Further, needs assessments often lead to solutions that are too narrow, and may therefore not be optimal or cost-effective.  For example, a school improvement team might conclude that one-third of kindergartners are unlikely to reach third grade reading at grade level.  This might lead the school to invest in a one-to-one tutoring program.  Yet few schools can afford one-to-one tutoring for as many as one third of their children.  A more cost-effective approach might be to invest in professional development in proven core instructional strategies for teachers of grades K-3, and then provide proven small-group tutoring for students for whom enhanced classroom reading instruction is not enough, and then provide one-to-one tutoring for the hopefully small number of students still not succeeding despite receiving proven whole-class and then small-group instruction.  The school might check students’ vision and hearing to be sure that problems in these areas are not what is holding back some of the students.

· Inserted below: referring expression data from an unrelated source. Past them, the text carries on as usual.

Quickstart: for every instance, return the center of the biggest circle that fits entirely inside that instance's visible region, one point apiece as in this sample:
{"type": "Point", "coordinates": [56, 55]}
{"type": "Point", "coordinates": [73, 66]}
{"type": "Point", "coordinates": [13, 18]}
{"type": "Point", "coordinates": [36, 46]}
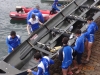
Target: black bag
{"type": "Point", "coordinates": [60, 56]}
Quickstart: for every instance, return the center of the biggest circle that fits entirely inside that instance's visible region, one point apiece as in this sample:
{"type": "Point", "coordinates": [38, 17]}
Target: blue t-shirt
{"type": "Point", "coordinates": [79, 44]}
{"type": "Point", "coordinates": [43, 67]}
{"type": "Point", "coordinates": [36, 12]}
{"type": "Point", "coordinates": [34, 24]}
{"type": "Point", "coordinates": [67, 57]}
{"type": "Point", "coordinates": [92, 28]}
{"type": "Point", "coordinates": [54, 6]}
{"type": "Point", "coordinates": [13, 42]}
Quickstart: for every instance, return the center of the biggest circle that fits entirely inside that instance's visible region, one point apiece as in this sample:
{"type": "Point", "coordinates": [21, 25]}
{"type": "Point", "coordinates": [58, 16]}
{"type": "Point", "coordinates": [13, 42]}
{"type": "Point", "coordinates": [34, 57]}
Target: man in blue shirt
{"type": "Point", "coordinates": [91, 29]}
{"type": "Point", "coordinates": [79, 49]}
{"type": "Point", "coordinates": [67, 57]}
{"type": "Point", "coordinates": [33, 24]}
{"type": "Point", "coordinates": [36, 12]}
{"type": "Point", "coordinates": [54, 7]}
{"type": "Point", "coordinates": [43, 66]}
{"type": "Point", "coordinates": [13, 41]}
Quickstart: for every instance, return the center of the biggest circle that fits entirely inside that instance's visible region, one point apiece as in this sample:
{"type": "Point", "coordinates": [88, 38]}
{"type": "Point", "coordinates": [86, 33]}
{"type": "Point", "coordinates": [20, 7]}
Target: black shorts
{"type": "Point", "coordinates": [78, 57]}
{"type": "Point", "coordinates": [53, 11]}
{"type": "Point", "coordinates": [19, 9]}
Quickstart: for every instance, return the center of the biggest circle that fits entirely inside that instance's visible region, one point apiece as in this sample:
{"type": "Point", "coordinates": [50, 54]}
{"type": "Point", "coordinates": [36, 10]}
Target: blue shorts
{"type": "Point", "coordinates": [66, 65]}
{"type": "Point", "coordinates": [78, 57]}
{"type": "Point", "coordinates": [91, 38]}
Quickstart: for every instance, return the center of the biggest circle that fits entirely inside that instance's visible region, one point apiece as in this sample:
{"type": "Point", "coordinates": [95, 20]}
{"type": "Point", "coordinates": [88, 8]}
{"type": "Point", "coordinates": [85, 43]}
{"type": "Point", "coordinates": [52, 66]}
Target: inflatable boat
{"type": "Point", "coordinates": [23, 15]}
{"type": "Point", "coordinates": [49, 36]}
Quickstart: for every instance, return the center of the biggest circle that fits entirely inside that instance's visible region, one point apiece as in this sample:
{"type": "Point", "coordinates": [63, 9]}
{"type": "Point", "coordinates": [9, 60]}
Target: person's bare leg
{"type": "Point", "coordinates": [89, 50]}
{"type": "Point", "coordinates": [69, 71]}
{"type": "Point", "coordinates": [75, 65]}
{"type": "Point", "coordinates": [64, 71]}
{"type": "Point", "coordinates": [79, 68]}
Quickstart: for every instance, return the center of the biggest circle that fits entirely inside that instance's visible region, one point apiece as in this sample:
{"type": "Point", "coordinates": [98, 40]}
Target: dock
{"type": "Point", "coordinates": [60, 1]}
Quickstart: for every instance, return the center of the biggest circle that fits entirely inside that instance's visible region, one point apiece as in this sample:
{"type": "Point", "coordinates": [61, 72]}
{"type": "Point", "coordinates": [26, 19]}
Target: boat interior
{"type": "Point", "coordinates": [51, 34]}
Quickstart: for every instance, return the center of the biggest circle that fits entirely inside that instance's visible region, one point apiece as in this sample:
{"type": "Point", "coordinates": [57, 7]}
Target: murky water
{"type": "Point", "coordinates": [7, 25]}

In this example, note that the needs assessment might not lead directly to the best solution.  A needs assessment might conclude that there is a big problem with early reading, and it might note the nature of the students likely to fail.  But the needs assessment might not lead to improving classroom instruction or checking vision and hearing, because these may not seem directly targeted to the original problem.  Improving classroom instruction or checking vision and hearing for all would end up benefitting students who never had a problem with reading.  But so what?  Some solutions, such as professional development for teachers, are so inexpensive (compared to, say, tutoring or special education) that it may be better to invest in the broader solution and let the benefits apply to all or most students rather than focus narrowly on the students with the problems.

An excellent example of this perspective relates to English learners.  In many schools and districts, students who enter school with poor English skills are at particular risk, perhaps throughout their school careers.  A needs assessment involving such schools would of course point to language proficiency as a key factor in students’ likelihood of success, on average.  Yet if you look at the evidence on what works with English learners to improve their learning of English, reading, and other subjects, most solutions take place in heterogeneous classrooms and involve a lot of cooperative learning, where English learners have a lot of opportunities every day to use English in school contexts.  A narrow interpretation of a needs assessment might try to focus on interventions for English learners alone, but alone is the last place they should be.

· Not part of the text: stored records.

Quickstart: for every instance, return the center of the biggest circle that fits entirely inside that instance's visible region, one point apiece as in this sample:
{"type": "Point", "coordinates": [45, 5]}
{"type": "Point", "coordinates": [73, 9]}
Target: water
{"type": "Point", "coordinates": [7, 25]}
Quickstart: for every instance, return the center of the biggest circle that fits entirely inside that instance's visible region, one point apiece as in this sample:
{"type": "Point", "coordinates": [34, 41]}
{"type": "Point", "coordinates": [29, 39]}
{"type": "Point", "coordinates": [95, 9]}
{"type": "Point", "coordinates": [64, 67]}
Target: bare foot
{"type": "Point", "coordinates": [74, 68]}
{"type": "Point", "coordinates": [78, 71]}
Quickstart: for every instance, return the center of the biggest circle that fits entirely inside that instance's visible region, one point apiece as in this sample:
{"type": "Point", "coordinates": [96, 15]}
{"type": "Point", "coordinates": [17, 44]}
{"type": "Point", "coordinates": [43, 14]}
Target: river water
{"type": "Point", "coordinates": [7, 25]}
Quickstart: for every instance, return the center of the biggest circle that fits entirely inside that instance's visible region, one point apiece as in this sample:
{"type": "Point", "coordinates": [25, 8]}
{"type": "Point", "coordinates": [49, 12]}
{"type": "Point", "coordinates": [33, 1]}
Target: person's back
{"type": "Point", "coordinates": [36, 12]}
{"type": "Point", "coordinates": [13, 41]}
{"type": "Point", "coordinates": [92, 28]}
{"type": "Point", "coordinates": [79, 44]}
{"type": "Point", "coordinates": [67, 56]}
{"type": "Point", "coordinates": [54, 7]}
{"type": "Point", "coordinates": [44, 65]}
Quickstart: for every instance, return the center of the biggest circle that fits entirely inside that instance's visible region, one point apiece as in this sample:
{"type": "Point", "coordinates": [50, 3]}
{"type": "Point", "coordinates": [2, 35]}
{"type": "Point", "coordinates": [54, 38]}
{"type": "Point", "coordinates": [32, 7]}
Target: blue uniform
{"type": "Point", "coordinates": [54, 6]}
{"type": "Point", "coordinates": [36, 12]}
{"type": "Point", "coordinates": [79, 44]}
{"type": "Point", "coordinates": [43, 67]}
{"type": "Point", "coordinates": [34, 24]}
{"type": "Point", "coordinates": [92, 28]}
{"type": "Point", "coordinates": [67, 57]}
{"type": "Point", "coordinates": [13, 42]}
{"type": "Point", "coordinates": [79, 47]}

Needs assessments are necessary, but they should be carried out in light of the practical, proven solutions that are available. For example, imagine that a school leadership team carries out a needs assessment that arrays documented needs, and considers proven solutions, perhaps categorized as expensive (e.g., tutoring, summer school, after school), moderate (e.g., certain technology approaches, professional development with live, on-site coaching, vision and hearing services), or inexpensive (e.g., professional development without live coaching).  The idea would be to bring together data on the problems and the solutions, leading to a systemic approach to change rather than either picking programs off a shelf or picking out needs and choosing solutions narrowly focused on those needs alone.

Doing needs assessments without proven solutions as part of the process from the outset would be like making a wish list of features you’d like in your next car without knowing anything about cars actually on the market, and without considering Consumer Reports ratings of their reliability.  The result could be ending up with a car that breaks down a lot or one that costs a million dollars, or both.

Having easy access to reliable information on the effectiveness of proven programs should greatly change, but not dominate, the conversation about school improvement.  It should facilitate intelligent, informed conversations among caring leaders, who need to build workable systems to use innovation to enhance outcomes.  Those systems need to consider needs, proven programs, and requirements for effective implementation together, and create schools built around the needs of students, schools, and communities.